I wrote the Speed Racer review as soon as I could. I was still high off the experience of the movie, and my inner ten-year old demanded I tell the world about the film that brought spin kicks to racing. Maybe because I knew my mood writing it, but the opening reads faster and more excited than other reviews I’ve written, and I stand by the review of an ambitious, exciting, fun, but flawed movie.
So, I don’t know what to do, because isn’t the experience of the movie itself the whole thing? The moments in theater where you belly laugh, hold your breath, or have the hairs on your arm and neck stand up, aren’t those the most honest moments? Isn’t walking out of a theater with friends or family talking about what you just saw, those brief moments of joy or disappointment, are those not the moments that the filmmakers are working toward?
On the other hand, don’t these pieces of art, no matter the context or intended audience deserve to be digested and ruminated on? Movies don’t disappear once they leave theaters. They live on at home when you watch them on your computer, throw a disc in the player, or find an edited for cable version on a lazy Sunday. Shouldn’t you watch the movie, and think about it as everyone else will? Should you think about context and social trends of your world, or leave that for later generations and their benefit of hindsight? Granted, that’s thinking long term, but for me, it still asks which review is more honest?

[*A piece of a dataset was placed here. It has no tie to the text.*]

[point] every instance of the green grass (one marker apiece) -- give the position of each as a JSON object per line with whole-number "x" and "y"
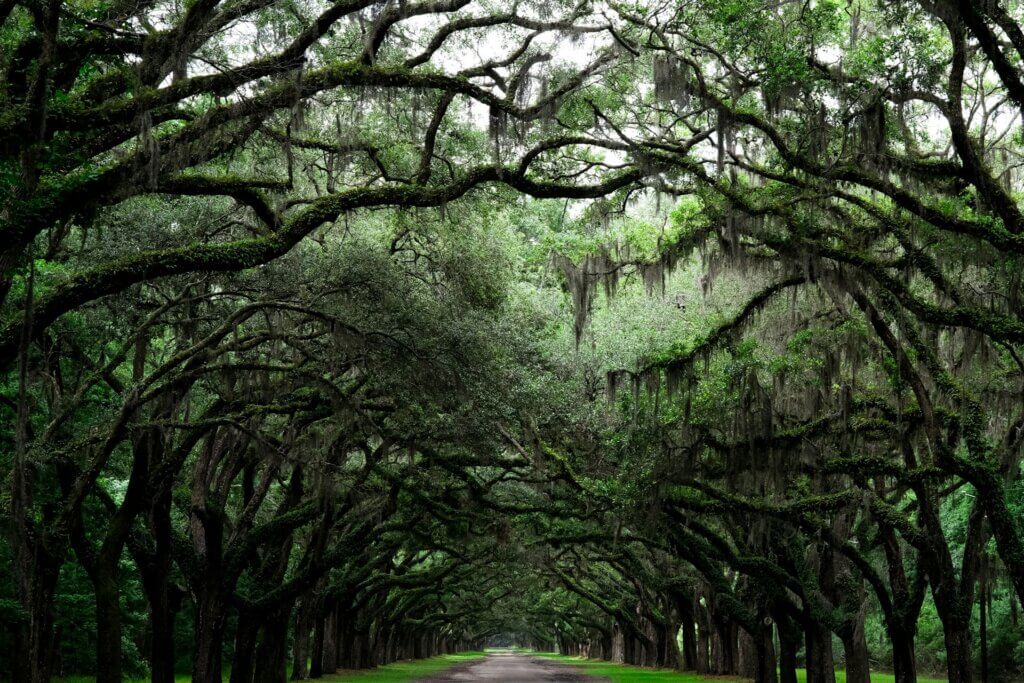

The one I write fresh off the experience, just taking a few hours to sleep before writing or proofing it, or the one where I give myself some distance and look at the movie with a more calculated eye?
I feel like the fresh one is better. The one where I wait longer can be too easily influenced by professional reviewers or even my own friends when I talk to them about the movie.
It’s not like I’m writing for reference books or published essays. I just want to impart some of the fun or not fun I had at the theater.
I’ll leave legacies to stronger writers with more experience in cinema.